Le traitement préventif contre le sida, la PrEP, pourrait faire reculer l’épidémie d’ici deux ans.  

Prévenir le sida, c’est possible. Prescrite sous forme de comprimé, la prophylaxie pré‐exposition (PrEP) réduit les risques d’infection de 99% au moment des rapports sexuels. Le médicament a déjà fait reculer le nombre de victimes du virus dans d’autres pays.

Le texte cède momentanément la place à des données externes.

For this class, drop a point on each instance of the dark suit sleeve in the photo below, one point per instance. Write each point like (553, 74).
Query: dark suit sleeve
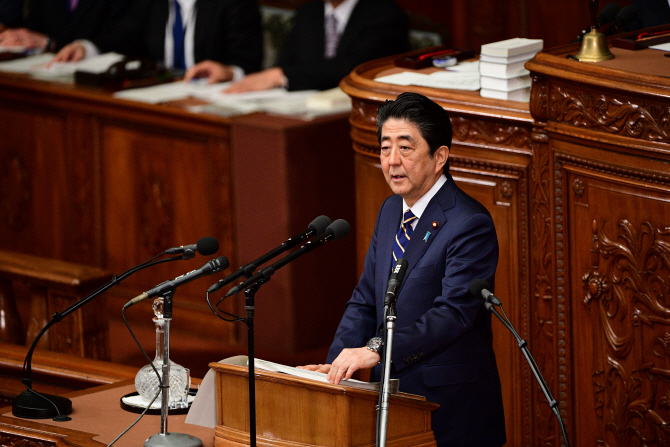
(375, 29)
(237, 38)
(472, 253)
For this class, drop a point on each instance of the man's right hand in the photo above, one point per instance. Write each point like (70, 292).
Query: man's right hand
(318, 368)
(71, 52)
(213, 71)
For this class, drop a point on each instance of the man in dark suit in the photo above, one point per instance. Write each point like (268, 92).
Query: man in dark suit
(442, 343)
(226, 31)
(374, 29)
(52, 24)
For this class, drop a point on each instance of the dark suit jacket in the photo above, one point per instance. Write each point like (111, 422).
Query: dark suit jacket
(90, 18)
(376, 28)
(226, 31)
(442, 344)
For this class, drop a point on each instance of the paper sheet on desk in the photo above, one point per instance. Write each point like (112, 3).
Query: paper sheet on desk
(465, 78)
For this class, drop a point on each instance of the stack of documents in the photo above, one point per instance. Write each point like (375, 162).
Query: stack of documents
(501, 66)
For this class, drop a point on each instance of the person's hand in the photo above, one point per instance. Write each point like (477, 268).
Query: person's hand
(349, 361)
(71, 52)
(213, 71)
(22, 37)
(318, 368)
(263, 80)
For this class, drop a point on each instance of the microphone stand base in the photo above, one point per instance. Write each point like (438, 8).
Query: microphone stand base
(31, 406)
(172, 440)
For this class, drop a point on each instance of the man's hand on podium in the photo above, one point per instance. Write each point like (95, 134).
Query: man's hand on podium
(346, 364)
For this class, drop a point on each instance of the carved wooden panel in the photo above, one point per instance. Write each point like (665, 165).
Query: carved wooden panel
(146, 193)
(617, 235)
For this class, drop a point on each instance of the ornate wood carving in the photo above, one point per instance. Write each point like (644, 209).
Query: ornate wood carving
(605, 112)
(15, 192)
(543, 325)
(628, 283)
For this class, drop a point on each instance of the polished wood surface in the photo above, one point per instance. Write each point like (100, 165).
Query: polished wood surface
(294, 411)
(577, 183)
(490, 159)
(54, 286)
(600, 263)
(105, 182)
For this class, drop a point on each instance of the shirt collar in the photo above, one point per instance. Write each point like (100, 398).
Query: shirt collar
(342, 13)
(421, 204)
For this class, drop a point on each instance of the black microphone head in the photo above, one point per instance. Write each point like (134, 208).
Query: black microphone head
(340, 229)
(477, 286)
(319, 224)
(608, 14)
(207, 245)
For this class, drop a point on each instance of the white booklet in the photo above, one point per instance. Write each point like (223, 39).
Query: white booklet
(204, 409)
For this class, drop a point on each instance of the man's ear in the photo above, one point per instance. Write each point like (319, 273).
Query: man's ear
(441, 156)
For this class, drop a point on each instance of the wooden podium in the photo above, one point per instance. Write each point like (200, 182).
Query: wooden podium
(291, 411)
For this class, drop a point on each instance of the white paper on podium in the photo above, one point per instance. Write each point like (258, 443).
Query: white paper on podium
(204, 409)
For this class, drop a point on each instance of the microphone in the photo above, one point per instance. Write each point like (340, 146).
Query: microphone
(395, 281)
(607, 15)
(205, 246)
(337, 230)
(480, 289)
(315, 228)
(625, 17)
(211, 267)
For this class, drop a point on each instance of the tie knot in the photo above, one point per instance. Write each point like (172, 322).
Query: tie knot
(408, 217)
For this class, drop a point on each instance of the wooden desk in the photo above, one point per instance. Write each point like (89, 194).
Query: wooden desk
(92, 179)
(579, 188)
(490, 159)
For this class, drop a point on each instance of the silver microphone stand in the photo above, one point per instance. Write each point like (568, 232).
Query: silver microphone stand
(384, 392)
(164, 438)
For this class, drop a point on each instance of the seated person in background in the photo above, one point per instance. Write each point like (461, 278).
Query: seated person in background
(11, 14)
(51, 24)
(180, 33)
(321, 51)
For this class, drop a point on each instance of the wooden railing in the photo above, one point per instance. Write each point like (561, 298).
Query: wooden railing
(53, 286)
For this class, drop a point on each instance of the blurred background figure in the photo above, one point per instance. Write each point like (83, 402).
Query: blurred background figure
(328, 39)
(52, 24)
(180, 33)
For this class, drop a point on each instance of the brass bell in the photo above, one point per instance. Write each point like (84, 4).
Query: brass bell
(594, 48)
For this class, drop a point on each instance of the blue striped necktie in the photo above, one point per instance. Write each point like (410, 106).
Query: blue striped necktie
(178, 36)
(403, 236)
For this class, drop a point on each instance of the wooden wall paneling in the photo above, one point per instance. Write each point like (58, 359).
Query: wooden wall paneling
(34, 182)
(286, 173)
(618, 231)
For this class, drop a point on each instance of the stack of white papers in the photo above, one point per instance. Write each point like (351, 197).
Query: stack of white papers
(502, 68)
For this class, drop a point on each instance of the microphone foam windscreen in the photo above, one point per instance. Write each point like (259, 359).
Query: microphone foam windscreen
(319, 224)
(207, 245)
(340, 229)
(476, 287)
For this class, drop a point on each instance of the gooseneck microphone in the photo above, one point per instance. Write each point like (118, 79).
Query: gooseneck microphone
(211, 267)
(316, 228)
(205, 246)
(337, 230)
(480, 289)
(395, 281)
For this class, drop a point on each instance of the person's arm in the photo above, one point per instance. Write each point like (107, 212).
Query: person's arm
(472, 254)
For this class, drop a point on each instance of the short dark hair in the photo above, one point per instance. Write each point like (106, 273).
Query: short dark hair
(431, 119)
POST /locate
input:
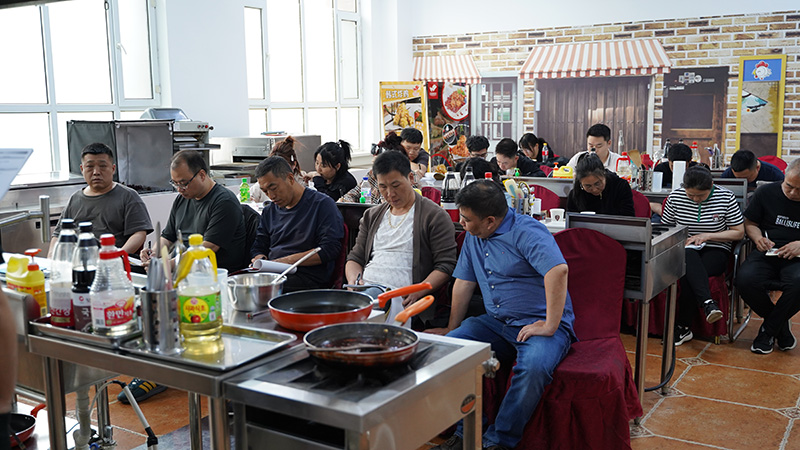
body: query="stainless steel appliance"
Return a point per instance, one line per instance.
(292, 403)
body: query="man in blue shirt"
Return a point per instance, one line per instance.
(744, 164)
(296, 221)
(523, 278)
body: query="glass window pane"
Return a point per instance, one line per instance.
(80, 51)
(134, 34)
(320, 51)
(258, 121)
(254, 52)
(287, 120)
(349, 49)
(22, 77)
(28, 131)
(285, 61)
(322, 121)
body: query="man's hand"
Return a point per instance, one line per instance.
(538, 328)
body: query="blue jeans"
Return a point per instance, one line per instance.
(536, 360)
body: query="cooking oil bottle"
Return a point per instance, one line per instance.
(199, 304)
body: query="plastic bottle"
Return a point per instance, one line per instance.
(112, 291)
(199, 304)
(366, 191)
(84, 267)
(61, 276)
(244, 191)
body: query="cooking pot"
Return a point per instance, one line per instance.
(22, 425)
(252, 291)
(306, 310)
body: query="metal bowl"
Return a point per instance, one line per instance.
(252, 291)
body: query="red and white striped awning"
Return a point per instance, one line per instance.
(596, 59)
(453, 69)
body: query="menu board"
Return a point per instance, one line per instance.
(403, 104)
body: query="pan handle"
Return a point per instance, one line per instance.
(416, 308)
(386, 296)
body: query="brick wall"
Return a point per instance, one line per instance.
(690, 42)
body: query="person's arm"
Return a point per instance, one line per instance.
(555, 288)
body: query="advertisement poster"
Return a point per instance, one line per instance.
(403, 104)
(760, 118)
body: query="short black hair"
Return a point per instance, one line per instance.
(192, 158)
(697, 177)
(391, 160)
(477, 143)
(97, 148)
(485, 198)
(506, 147)
(411, 135)
(276, 165)
(743, 160)
(679, 152)
(599, 130)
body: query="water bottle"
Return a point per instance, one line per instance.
(112, 292)
(61, 276)
(84, 267)
(199, 304)
(366, 191)
(244, 191)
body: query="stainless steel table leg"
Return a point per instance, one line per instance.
(56, 409)
(218, 424)
(195, 429)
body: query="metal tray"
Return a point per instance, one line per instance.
(42, 327)
(242, 344)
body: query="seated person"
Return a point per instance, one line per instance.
(598, 189)
(411, 139)
(598, 140)
(406, 240)
(284, 149)
(714, 220)
(772, 222)
(331, 163)
(744, 164)
(296, 221)
(523, 277)
(509, 158)
(111, 207)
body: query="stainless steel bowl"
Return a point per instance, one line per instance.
(252, 291)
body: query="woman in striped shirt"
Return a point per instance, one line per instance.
(714, 221)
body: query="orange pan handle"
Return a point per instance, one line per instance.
(388, 295)
(416, 308)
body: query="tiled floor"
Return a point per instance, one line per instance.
(723, 396)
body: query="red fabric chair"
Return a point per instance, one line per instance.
(549, 198)
(592, 397)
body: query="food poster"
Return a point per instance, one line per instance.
(448, 113)
(403, 104)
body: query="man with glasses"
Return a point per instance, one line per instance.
(111, 207)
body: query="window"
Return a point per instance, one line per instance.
(304, 69)
(76, 60)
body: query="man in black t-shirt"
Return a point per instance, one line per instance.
(772, 222)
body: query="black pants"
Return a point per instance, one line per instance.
(760, 274)
(700, 264)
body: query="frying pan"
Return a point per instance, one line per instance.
(306, 310)
(22, 425)
(393, 344)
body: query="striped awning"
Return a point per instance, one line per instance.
(596, 59)
(453, 69)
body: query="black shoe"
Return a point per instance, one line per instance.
(712, 311)
(786, 340)
(682, 334)
(141, 390)
(763, 343)
(454, 443)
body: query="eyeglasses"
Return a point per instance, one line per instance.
(181, 186)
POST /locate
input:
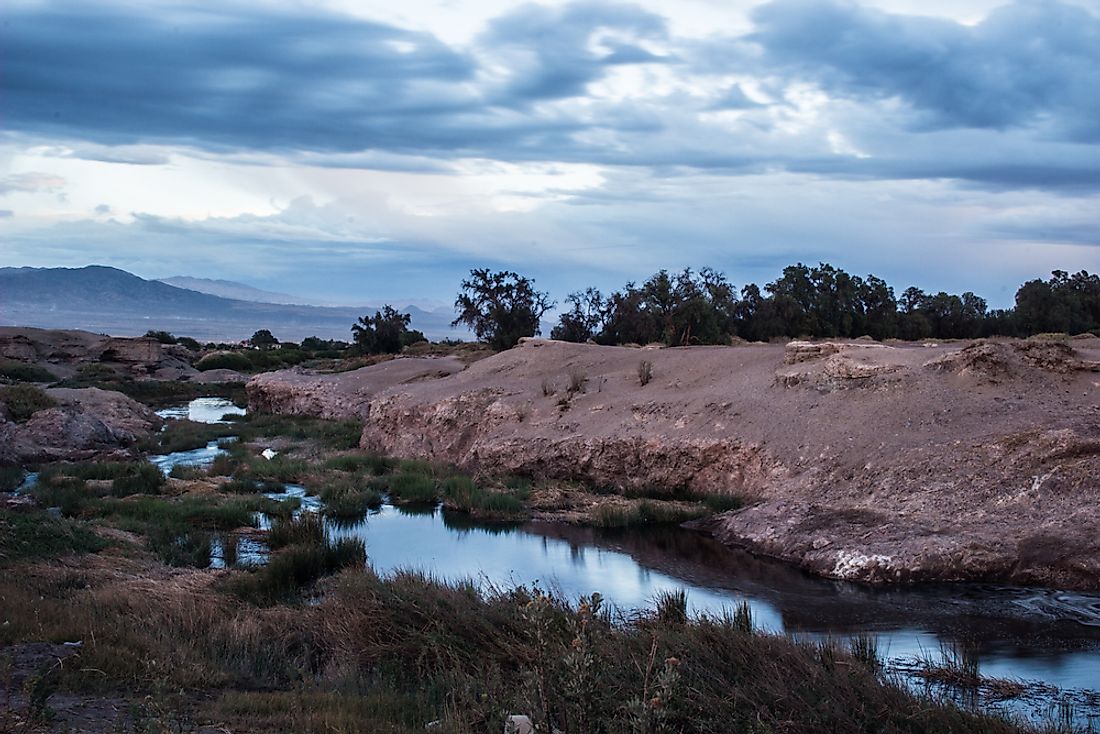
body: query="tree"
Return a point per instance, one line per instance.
(584, 319)
(385, 332)
(263, 339)
(501, 307)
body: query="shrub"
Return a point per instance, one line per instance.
(24, 401)
(142, 479)
(356, 462)
(297, 567)
(413, 488)
(24, 372)
(185, 435)
(576, 381)
(11, 478)
(307, 528)
(34, 534)
(188, 548)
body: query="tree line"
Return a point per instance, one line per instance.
(704, 307)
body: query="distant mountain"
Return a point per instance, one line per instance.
(232, 289)
(114, 302)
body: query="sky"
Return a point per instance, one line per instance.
(353, 152)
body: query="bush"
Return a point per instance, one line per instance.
(24, 401)
(411, 488)
(34, 534)
(184, 435)
(462, 493)
(24, 372)
(11, 478)
(358, 462)
(307, 528)
(298, 566)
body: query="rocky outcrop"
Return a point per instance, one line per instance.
(343, 394)
(65, 352)
(84, 424)
(875, 462)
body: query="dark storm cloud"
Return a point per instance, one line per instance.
(1027, 63)
(114, 83)
(551, 52)
(232, 78)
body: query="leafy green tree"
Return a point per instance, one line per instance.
(501, 307)
(263, 339)
(385, 332)
(584, 319)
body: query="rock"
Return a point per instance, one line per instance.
(518, 724)
(86, 424)
(877, 468)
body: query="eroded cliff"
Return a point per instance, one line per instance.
(880, 462)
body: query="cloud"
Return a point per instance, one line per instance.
(556, 52)
(31, 182)
(1025, 64)
(853, 92)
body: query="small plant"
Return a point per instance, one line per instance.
(413, 488)
(24, 401)
(305, 529)
(578, 381)
(672, 607)
(865, 648)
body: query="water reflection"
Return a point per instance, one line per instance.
(202, 409)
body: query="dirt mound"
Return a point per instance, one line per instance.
(913, 475)
(84, 424)
(1003, 360)
(65, 352)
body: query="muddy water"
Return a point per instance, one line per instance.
(1041, 636)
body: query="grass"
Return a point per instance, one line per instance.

À San Francisco, le nombre de nouvelles contaminations a chuté de 49% entre 2012 et 2016. Avec ses 10 000 « prépeurs », la France reste loin derrière. « On estime à 30 000 le nombre de patients qu’il faudrait traiter pour faire reculer le virus », déclare Jérémy Zeggagh, infectiologue à l’hôpital Saint‐Louis à Paris.

« C’est incroyable, mais la France est l’un des seuls pays à rembourser la PrEP, et l’on ne voit toujours pas l’effet du médicament sur l’épidémie », se lamente Constance Delaugerre, ex‐présidente du comité scientifique du Sidaction.

Si l’efficacité de la PrEP sur la propagation de l’épidémie était vérifiée, le nombre de contaminations en Île‐de‐France pourrait baisser de 15% d’ici deux ans. C’est ce que promet l’étude “Prévenir”, menée par l’Association nationale de recherche contre le sida (ANRS), qui s’achèvera en 2020. De quoi redonner espoir aux associations inquiètes de voir les chiffres du sida stagner depuis cinq ans.